Une certitude : sélection et individualisation des parcours sont contraires à la démocratisation des parcours scolaires et universitaires. Ce seront une fois de plus les élèves issus des milieux les moins favorisés qui en subiront les conséquences les plus négatives. Elles conduiront à une mise en concurrence renforcée, des personnes (élèves et enseignants), des matières, des établissements (lycées et universités) avec comme conséquence leur plus forte hiérarchisation.

Enfin, sur le plan pratique, une fois de plus les annonces ministérielles ne tiennent pas compte de la réalité calendaire de nos établissements. Deuxième professeur principal en terminale annoncé au mois de novembre, modalités d’affectation post-bac encore inconnues en fin de premier trimestre, réforme de la seconde à mettre en œuvre dès la rentrée 2018. Toutes ces incertitudes et annonces tardives nuisent, nous le savons tous aux élèves et familles les plus fragiles.
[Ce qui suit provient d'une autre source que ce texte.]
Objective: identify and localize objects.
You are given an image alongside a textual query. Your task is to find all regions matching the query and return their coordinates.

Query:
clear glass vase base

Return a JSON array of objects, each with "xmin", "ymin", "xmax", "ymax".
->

Elles nuisent également à nos conditions de travail : comment préparer avec ces échéances, dans des conditions acceptables, la rentrée 2018 ?

Les mesures envisagées vont renforcer les inégalités sociales de l’accès aux formations supérieures, vont renforcer les mises en concurrence. Le snU.pden-FSU s’oppose à ces orientations. Nous souhaitons un bac qui permette à tout élève de se construire un projet d’orientation pertinent qu’il lui sera permis de réaliser, une formation qui donne à tout élève les outils de sa citoyenneté, les outils pour réussir la formation supérieure qu’il aura choisie. Cela nécessite des investissements importants au lycée et pour l’enseignement supérieur. L’avenir de notre jeunesse ne constitue pas un coût mais un investissement indispensable à l’émergence d’une société française plus ambitieuse, plus démocratique, plus égalitaire, plus juste.